The Connecticut Authority ruled that counting Vermont RECs toward the SPEED Program’s current renewable energy goals does not constitute double counting of RECs generated in Vermont. It found that at present the SPEED Program is “dramatically unlike an RPS,” since it does not establish any “direct annual goal” toward which RECs are counted. But the Authority declined to say what would happen after 2017, when target amounts of renewable energy will take effect. It did note that after 2017, the SPEED Program “may trigger a claim” that Vermont’s RECs cannot be counted towards Connecticut’s renewable portfolio standards. The Authority wrote that H.40, if enacted, “would provide more certainty today that SPEED 2017 goals would be administered in a way that is entirely compatible with other state RPS programs.” In other words, in order for RECs generated in Vermont to be eligible toward Connecticut’s renewable portfolio standard after 2017, Vermont will need to implement its own renewable portfolio standard, whether by legislation or by Public Service Board rule.

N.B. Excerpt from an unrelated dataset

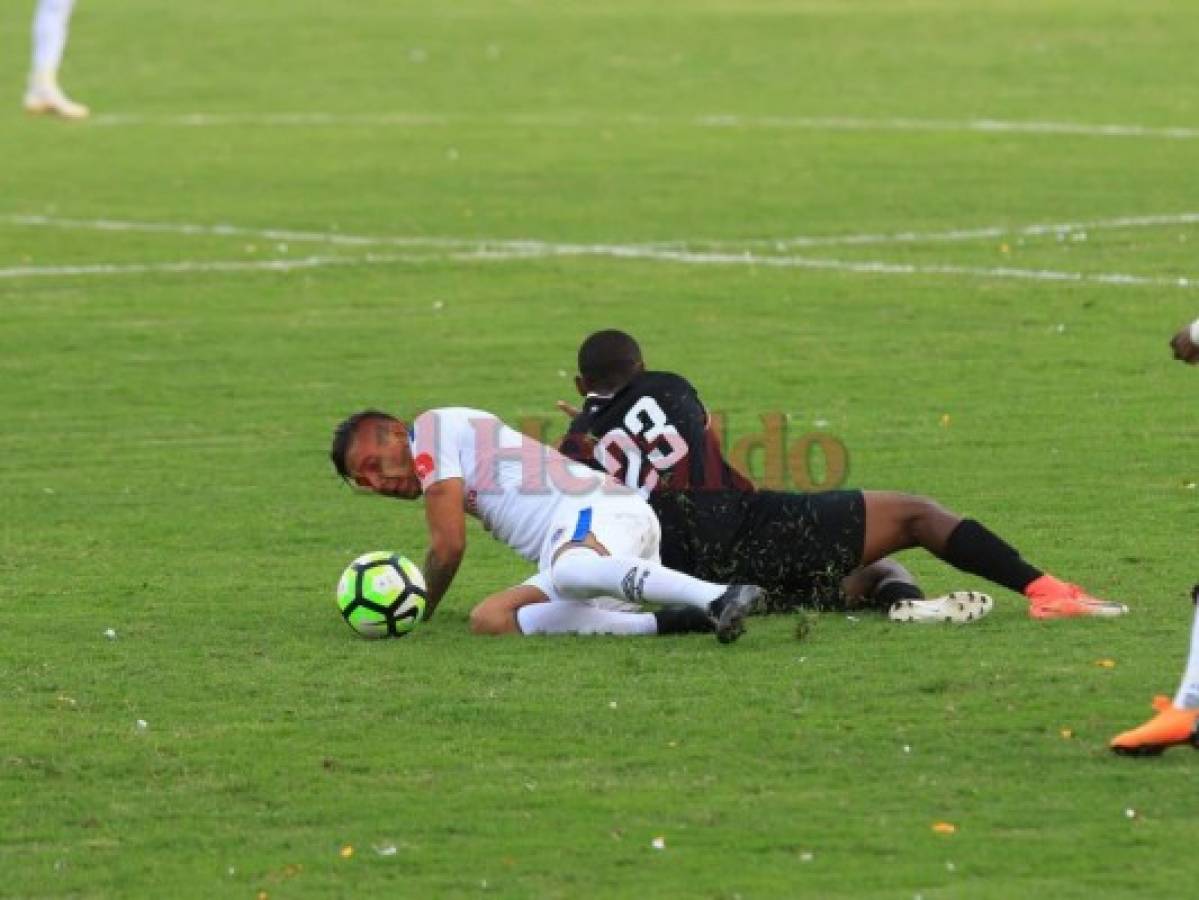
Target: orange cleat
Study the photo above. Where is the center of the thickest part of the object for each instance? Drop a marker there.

The Senate Committee heard testimony from three different witnesses addressing the double-counting issue. Darren Springer of the Department of Public Service submitted an economic analysis of the bill prepared by the Legislative Joint Fiscal Office. The JFO noted the difficulty of establishing a “base economic case” under current law. The analysis, which was drafted prior to the Connecticut decision, stated that the uncertainty surrounding Vermont-generated RECs had “depressed the value of these RECs to the point that a ‘current law’ baseline analysis would probably need to assume significant future electricity price increases.” Despite the Connecticut Authority’s positive decision with regard to current Vermont-generated RECs, its warning with regard to post-2017 RECs seems to corroborate the JFO’s assessment. Michael Zahner of the Vermont Chamber of Commerce expressed concerns about the costs associated with transitioning to renewable energy, but noted that “The continued ability to sell RECs into the New England market is central to retaining regional competiveness.” Finally, Patty Richards of the Washington Electric Cooperative testified that since her company’s REC sales amount to $2–3 million per year, clarification of the eligibility of Vermont REC’s for other states’ renewable portfolio standards is an important issue for it.
We will continue to track the bill as it makes its way through the Senate.